Мне хочется умереть вместе с этими несчастными животинами, которых подвел разладившийся инстинкт и не сработавшие гены – из-за человеческого безумия. У меня вырывается крик отчаяния, я бросаюсь в воду и начинаю десятками выкидывать рыбы на берег, пытаясь расчистить дорогу другим. Я сыт по горло своим невмешательством, они агонизируют из-за нас, это не вина природы, и самой ей не справиться. Но место, которое мне удается освободить, тут же заполняется другими рыбами, еще более крупными.
Сдавшись и признав безнадежность попытки, я продолжаю путь, цепляясь за мысли о жене. Я хочу ее спасти, и мы вместе уедем куда-нибудь. Я не желаю возвращаться в город, читать их газеты, слушать их радио. Я хочу окончить свои дни вдали от всего этого, на природе. В покое.
Я добираюсь до хижины в тот момент, когда первые лучи солнца разгоняют сумерки. На горизонте вырисовываются горы, они мой заслон от мира, и, будь я лет на двадцать моложе, я бы поднимался на них раз за разом. Сегодня я могу только любоваться ими, но мне и этого достаточно.
Уоррен сидит на крыльце в своем кресле-качалке, рядом с ним удочки, корзинки и запасы сушеного мяса. Он мирно курит трубку. Хмурится, когда я появляюсь, измотанный и грязный. Мы с ним почти одного возраста, только его борода в два раза длиннее моей.
– Что случилось?
– Габриэль в опасности.
Я захожу в хижину, беру ружье, протягиваю ему второе. Он не двигается с места и вздыхает:
– Габриэль умерла пять лет назад, Пьер. В тот недоброй памяти год, когда лосось поднялся не в том месте. Ты уже приходил сюда за помощью. Мы не смогли ее спасти. Банн нанес ей смертельный удар в лицо.
– Что ты несешь? Габриэль ждет нас! Ну же, идем!
Он качает головой.
– Тогда я пойду один.
– Погоди…
Уоррен встает с качалки, заходит в хижину и возвращается с маленькой камерой. Тяжело вздыхает.
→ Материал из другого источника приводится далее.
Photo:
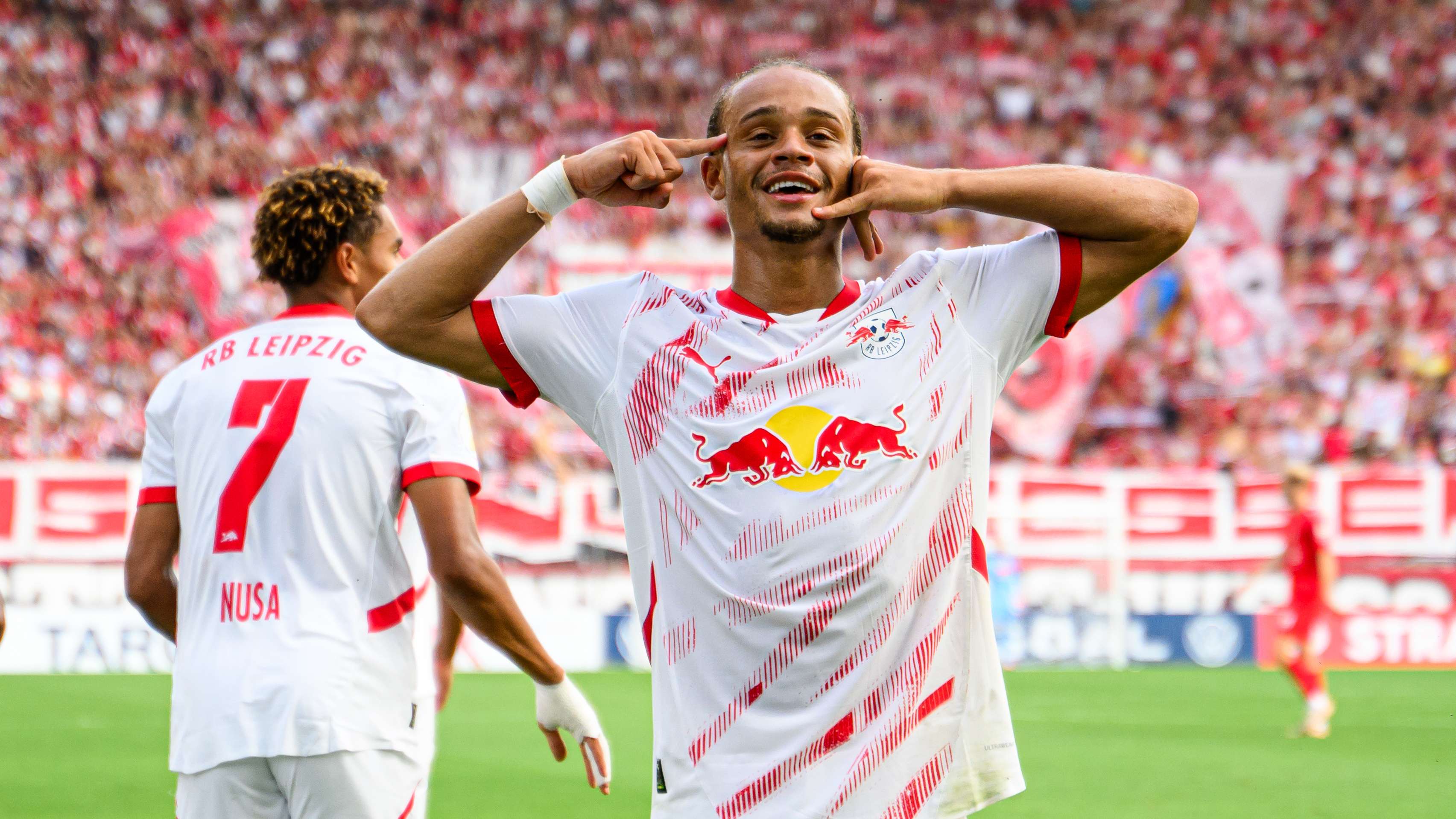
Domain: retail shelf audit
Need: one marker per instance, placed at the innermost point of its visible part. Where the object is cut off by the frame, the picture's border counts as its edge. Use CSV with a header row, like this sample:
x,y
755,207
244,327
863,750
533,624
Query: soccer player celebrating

– Последняя кассета там, внутри. Та, которую Габриэль снимала до самого конца… Ты уже видел эти кадры много-много раз. И всякий раз ты забываешь. Ты уезжаешь обратно в город, возвращаешься каждый год, ставишь палатки на лугу… Потом наступает момент, когда ты приходишь сюда за ружьями… У меня сердце рвется, когда приходится показывать тебе это видео. Но… посмотри.
Мои руки дрожат, когда я нажимаю на кнопку «воспроизведение».
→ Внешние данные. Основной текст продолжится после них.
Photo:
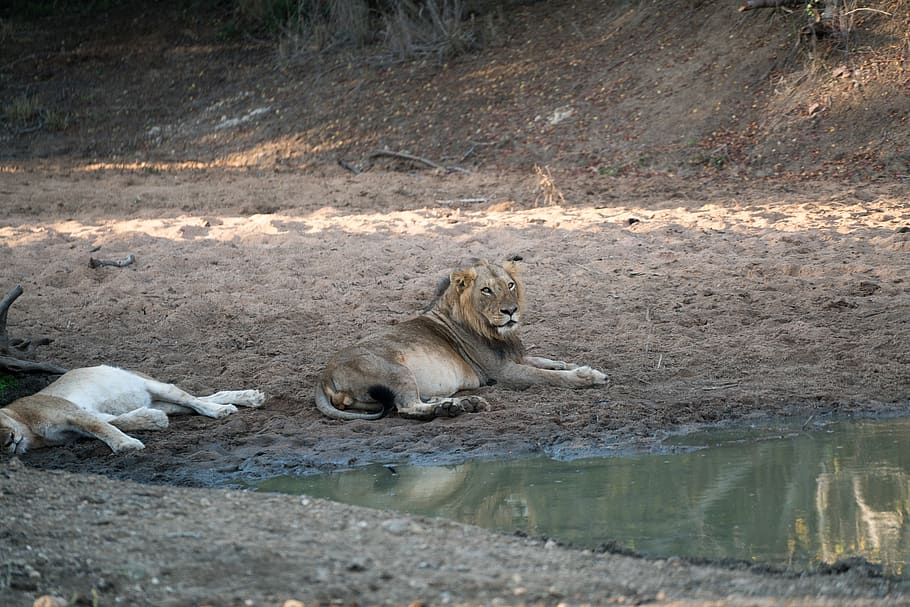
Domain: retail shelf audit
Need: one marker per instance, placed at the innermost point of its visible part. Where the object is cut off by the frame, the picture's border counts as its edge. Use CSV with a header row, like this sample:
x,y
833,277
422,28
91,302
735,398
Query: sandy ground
x,y
705,301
Уоррен, уходящий в сторону леса, слышит, как я кричу.
* * *
Год спустя я вернулся на луг.
Как красива ярко-зеленая трава, и цветы распустились во множестве. Я ищу глазами лососей в бухте, мне хочется увидеть, как они преодолевают течение с наполненными икрой брюхами и как их чешуя играет на солнце.
И гризли уже здесь, во всей их мощи, готовые к охоте.
Оба лагеря уже стоят на зеленом травяном ковре, защищенные электрическим ограждением. Ткань палатки в лагере номер один начинает подрагивать, и я слышу, как скользит застежка-молния.